Natural liaisons between dietitians and home economists could emerge for community education programs focusing on shopping, label reading, home preservation, and preparation of foods. Important consumer groups would include older and/or single citizens, businesspeople, young mothers, adolescents, and athletes. In addition, with home economists in every county prepared to appropriately answer selected questions or refer consumers, it's possible that progress can be made against nutrition faddists who are all too willing to provide information (and misinformation) to the interested, but undiscerning, public.


  1. A. Elizabeth Sloan and others, "Changing Consumers' Lifestyles," Food Technology, XXXVIII (November, 1984), 99-103.
  2. Fergus M. Clydesdale, "Culture, Fitness, and Health," Food Technology, XXXVIII (November, 1984), 108-11.

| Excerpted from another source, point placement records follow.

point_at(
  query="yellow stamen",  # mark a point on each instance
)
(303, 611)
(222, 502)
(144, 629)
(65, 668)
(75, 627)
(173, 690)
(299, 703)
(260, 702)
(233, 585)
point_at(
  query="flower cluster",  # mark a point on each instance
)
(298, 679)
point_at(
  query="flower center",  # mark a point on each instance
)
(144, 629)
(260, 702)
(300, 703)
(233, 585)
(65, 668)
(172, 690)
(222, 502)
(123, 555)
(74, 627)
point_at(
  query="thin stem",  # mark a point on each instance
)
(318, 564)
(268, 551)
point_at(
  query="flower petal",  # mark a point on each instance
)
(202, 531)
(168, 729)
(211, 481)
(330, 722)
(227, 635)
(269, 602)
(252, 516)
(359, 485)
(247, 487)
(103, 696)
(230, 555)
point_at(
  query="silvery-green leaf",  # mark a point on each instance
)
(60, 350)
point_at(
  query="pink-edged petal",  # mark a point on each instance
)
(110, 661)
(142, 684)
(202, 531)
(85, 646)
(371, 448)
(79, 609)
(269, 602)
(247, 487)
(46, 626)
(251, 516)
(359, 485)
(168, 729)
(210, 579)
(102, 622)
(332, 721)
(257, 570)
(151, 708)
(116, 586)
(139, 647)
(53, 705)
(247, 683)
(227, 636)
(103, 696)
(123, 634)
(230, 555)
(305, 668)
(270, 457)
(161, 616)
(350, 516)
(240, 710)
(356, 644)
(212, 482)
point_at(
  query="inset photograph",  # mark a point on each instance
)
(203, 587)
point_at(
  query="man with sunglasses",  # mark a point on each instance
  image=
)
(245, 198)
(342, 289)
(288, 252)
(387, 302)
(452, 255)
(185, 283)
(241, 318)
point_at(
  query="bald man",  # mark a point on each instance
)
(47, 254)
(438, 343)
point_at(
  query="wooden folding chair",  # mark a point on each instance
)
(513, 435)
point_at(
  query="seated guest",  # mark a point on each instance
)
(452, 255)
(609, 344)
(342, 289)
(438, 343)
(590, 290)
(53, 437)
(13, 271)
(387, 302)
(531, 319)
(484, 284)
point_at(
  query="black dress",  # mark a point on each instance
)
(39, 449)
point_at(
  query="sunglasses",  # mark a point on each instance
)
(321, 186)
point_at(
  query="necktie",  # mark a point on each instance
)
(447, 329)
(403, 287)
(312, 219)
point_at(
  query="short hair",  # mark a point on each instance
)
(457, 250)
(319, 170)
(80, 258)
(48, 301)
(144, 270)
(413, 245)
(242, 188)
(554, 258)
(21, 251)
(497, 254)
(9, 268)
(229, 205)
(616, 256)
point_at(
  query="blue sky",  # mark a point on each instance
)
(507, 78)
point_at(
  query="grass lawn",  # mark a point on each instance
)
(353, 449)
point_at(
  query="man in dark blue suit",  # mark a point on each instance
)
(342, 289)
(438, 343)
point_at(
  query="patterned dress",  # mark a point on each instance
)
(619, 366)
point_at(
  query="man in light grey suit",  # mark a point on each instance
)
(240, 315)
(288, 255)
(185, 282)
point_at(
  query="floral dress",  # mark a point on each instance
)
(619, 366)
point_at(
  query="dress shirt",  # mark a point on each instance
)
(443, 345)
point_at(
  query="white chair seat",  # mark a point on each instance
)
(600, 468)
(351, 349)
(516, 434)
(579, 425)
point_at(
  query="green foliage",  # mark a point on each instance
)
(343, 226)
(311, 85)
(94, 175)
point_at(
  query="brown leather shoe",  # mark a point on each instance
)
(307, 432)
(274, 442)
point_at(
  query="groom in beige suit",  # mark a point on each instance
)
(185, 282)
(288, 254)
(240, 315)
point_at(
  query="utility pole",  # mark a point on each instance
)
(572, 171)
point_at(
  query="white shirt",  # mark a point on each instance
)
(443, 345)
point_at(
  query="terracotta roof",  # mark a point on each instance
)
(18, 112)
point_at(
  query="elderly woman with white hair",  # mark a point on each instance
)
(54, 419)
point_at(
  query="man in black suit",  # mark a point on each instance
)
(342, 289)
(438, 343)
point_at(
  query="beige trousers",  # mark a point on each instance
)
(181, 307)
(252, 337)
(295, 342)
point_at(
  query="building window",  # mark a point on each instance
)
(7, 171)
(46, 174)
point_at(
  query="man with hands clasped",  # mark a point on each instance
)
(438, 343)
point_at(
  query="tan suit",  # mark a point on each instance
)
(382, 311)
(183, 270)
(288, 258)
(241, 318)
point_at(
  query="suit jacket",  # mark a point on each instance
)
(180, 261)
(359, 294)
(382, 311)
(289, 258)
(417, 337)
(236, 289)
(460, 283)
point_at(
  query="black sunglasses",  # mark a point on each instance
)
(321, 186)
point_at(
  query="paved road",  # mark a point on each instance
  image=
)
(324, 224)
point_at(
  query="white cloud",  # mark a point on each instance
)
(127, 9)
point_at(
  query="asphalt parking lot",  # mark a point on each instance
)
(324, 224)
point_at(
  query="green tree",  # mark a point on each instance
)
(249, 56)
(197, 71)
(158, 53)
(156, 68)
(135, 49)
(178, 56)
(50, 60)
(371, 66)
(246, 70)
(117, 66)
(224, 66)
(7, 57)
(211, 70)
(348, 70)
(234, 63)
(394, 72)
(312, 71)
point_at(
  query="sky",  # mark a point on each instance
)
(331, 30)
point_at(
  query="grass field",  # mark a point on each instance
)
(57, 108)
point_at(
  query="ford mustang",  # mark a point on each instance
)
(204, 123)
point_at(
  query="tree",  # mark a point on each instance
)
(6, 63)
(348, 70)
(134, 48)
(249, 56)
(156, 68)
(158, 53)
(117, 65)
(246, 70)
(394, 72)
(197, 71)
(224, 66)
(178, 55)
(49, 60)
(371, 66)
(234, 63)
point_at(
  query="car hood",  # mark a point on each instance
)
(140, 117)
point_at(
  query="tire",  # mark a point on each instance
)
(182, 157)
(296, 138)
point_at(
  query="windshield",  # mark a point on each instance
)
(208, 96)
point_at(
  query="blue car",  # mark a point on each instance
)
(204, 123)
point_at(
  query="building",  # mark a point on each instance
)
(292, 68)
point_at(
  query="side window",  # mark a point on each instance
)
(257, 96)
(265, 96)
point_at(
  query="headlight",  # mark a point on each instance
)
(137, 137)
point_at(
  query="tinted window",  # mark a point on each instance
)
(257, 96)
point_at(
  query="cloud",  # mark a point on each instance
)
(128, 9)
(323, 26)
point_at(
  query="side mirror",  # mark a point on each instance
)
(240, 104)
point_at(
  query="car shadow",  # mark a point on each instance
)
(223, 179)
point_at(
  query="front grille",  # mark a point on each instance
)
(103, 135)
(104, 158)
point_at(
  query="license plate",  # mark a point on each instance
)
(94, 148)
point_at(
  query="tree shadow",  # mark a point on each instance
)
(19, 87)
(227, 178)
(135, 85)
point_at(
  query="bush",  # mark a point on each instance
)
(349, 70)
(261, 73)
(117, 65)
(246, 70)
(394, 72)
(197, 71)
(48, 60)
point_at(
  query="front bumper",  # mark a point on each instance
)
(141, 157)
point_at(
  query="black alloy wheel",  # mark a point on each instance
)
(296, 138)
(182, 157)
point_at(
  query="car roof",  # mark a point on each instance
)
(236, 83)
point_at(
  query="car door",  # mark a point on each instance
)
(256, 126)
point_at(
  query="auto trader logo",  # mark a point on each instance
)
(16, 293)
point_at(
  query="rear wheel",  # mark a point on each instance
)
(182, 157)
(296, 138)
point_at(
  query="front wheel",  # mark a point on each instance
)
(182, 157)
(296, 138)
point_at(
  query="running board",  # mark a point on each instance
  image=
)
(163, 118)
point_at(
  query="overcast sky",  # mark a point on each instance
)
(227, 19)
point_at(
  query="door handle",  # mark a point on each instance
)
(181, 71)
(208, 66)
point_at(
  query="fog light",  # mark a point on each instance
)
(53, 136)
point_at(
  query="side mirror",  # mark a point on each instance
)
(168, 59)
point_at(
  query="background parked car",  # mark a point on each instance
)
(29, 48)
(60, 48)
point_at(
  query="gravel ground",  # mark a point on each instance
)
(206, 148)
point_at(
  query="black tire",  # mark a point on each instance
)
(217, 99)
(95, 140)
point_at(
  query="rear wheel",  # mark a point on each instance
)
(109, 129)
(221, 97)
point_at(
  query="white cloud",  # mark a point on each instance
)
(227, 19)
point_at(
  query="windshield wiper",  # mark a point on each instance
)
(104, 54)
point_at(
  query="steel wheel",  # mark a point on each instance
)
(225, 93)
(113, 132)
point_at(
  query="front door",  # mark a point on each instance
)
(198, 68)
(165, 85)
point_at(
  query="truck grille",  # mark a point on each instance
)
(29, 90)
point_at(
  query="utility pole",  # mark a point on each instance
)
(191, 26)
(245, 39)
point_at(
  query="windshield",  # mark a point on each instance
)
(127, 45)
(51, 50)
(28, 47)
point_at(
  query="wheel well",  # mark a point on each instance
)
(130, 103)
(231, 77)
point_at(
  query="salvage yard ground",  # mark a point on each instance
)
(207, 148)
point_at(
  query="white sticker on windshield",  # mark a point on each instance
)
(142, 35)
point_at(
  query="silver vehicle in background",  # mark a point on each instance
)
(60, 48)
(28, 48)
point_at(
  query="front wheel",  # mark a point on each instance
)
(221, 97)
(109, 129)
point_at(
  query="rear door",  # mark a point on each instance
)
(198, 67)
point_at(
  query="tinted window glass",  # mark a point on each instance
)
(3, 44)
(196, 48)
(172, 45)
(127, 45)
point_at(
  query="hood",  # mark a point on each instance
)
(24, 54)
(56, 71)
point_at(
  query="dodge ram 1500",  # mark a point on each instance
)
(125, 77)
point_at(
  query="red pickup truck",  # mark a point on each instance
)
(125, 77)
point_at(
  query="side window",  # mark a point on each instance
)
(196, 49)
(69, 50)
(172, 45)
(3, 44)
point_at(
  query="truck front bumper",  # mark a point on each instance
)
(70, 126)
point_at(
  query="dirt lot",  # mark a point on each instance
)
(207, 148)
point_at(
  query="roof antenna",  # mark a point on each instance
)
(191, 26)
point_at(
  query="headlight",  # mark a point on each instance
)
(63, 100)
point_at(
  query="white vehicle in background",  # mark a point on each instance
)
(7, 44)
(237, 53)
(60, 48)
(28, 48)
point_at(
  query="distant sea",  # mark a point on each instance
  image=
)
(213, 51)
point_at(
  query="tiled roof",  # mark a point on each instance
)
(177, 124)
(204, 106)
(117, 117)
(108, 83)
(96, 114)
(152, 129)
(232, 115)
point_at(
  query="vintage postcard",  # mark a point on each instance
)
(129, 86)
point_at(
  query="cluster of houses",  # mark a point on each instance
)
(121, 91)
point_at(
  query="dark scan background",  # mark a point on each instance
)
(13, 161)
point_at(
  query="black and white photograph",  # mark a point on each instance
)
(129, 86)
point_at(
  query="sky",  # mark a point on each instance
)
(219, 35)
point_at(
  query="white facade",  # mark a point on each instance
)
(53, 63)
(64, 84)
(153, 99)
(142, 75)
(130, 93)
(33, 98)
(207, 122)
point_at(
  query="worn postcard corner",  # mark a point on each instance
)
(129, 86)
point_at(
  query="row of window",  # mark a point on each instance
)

  3. American Heart Association, Nutrition Committee and the Council on Arteriosclerosis, Circulation, LVIIX (1984), 1065A; Committee on Diet, Nutrition and Cancer, Assembly of Life Sciences, National Research Council, Diet, Nutrition and Cancer (Washington, D.C.: National Academy Press, 1982); American Cancer Society, Nutrition and Cancer: Cause and Prevention, Special Report (New York: American Cancer Society, 1984); and National Cancer Institute, Cancer Prevention, NIH Publication No. 84-2671 (Washington, D.C.: U.S., Department of Health and Human Services, Public Health Service, National Institute on Health, 1984).
  4. Food and Nutrition Board, Division of Biological Sciences, Assembly of Life Sciences, National Research Council, Toward Healthful Diets (Washington, D.C.: National Academy of Sciences, 1980) and Committee on Nutrition, American Academy of Pediatrics, "Toward a Prudent Diet for Children," Pediatrics, LXXI (1983), 78.
  5. SAS Institute, SAS User's Guide: Basics (Cary, North Carolina: SAS Institute, Inc., 1982).
  6. National Center for Health Sciences, National Health and Nutrition Examination Survey (Rockville, Maryland: National Center for Health Sciences, 1974).